There’s one of these “5-panel” (really 14 panels!) chests in the book. This one I made for a PBS series called Colonial House in 2003. It’s a copy of two chests from Marshfield, Massachusetts…

 

One more from that Colonial House batch – I built four houses’ worth of furniture for that project.  I remember later working on the motif that’s carved on this top rail & muntins – thinking I had never done it before. Clean forgot about this chest!

H:29” W:47 ¾” D:19”

joined chest, oak & pine

 

There’s no measured drawings in the book, but it shows you how to make a chest, and how to figure out the dimensions. Each one’s different, as you can see in this sampling. So glad I don’t have to move them around and clean them every winter anymore…but I’m glad I have even these basic photos.

OK – one more. In process, April 2011 it says. This one’s in the book incidentally; some process shots show it underway.

wainscot chest

17 thoughts on “Joined chests

  1. So pleased to have one of your small chests.

    Did any of your work make it’s way to Historic St Mary’s City exhibit buildings?

    Genie Posnett

  2. Hey Peter
    I loved making a chest with at Conn. Vally. How about a class making the headboard and footboard of a bed?

    Leo

  3. Peter, you mention that these chests were probably made in part from pit-sawn wood. I was under the impression that you always used riven wood, but are you saying that you sometimes had to defer to sawn wood? If so, was it primarily flat sawn, rift sawn or quarter sawn? Also, when using sawn wood, did you still try to duplicate the look of riven wood, such as by having corner posts that were not exactly rectangular in cross section?

    • The chests I was making in that period were intended to represent chests brought from England. There, much of the joiners’ work was done w pitsawn material – less wasteful than riving. I have used flatsawn, quartersawn and in-between sawn. Quartersawn is what I choose as a second-choice to riven stock. As far as the shape of chest posts, or stiles, some are rectangular, some have 5 sides to them; a shaved-off inner corner. It’s all in the book, you’ll see.

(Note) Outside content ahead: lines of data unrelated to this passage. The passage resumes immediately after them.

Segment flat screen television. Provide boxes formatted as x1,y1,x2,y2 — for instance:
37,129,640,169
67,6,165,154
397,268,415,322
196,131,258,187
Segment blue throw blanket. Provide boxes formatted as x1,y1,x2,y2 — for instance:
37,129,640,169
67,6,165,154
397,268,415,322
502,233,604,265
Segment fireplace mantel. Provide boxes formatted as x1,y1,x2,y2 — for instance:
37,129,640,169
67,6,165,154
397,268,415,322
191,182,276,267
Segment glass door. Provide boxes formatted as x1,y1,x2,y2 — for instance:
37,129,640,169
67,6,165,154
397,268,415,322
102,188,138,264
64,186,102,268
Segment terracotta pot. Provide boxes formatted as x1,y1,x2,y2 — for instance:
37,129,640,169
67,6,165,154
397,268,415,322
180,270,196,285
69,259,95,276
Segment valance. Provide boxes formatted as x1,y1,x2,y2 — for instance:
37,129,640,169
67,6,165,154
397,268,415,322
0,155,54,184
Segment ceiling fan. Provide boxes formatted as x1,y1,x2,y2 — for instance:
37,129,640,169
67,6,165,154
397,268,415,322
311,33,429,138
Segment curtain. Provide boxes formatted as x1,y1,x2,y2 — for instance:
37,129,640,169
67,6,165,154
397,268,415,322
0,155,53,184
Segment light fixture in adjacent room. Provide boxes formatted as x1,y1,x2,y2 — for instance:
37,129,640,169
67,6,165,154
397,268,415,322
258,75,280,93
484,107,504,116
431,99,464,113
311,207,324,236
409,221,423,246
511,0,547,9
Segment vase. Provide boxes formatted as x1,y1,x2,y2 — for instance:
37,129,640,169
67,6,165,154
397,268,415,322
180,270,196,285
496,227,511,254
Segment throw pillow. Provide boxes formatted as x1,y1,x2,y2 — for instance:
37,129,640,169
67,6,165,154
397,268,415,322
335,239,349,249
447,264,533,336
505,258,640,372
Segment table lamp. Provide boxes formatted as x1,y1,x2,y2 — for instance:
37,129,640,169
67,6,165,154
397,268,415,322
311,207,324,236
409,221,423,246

  4. I ordered your book the day your announcement came…can’t wait to see it!
    I thought that your book on the Stool was excellent as were two of your DVD’s that I own.
    You have a real talent for teaching both in your classes and in your publications.
    I hope to have the opportunity to take another class with you.

  5. After seeing that painted chest, I now feel less guilty about testing using resin for that…

    I might even do an actual proper carving and try with that instead of ten minutes of hacking on an offcut just to see what it would look like…

  6. I notice the panels’ grain in the small chest with the large muntin runs parallel to the rails. Does that occur often in your work / studies?

    This chest looks very dramatic, I love it.

  7. Peter–I am really looking forward to the book and pre-ordered it from Lost Art Press. I have appreciated your work for years and own all of your DVDs. As an educator and a long-time supervisor of teachers, you are a great teacher. Ironically, there was an ad attached to your email this morning from Wayfair. The byline, “Don’t Buy Furniture Until You See This” was posted underneath a picture of chest for sale. Isn’t capitalism wonderful!

  8. Peter, now I’m going to have to watch colonial house again, should’ve known it was your furniture in there!

  9. Peter, were those pit sawn boards carved while they were still green, or dried first? How much of your work is with dry wood?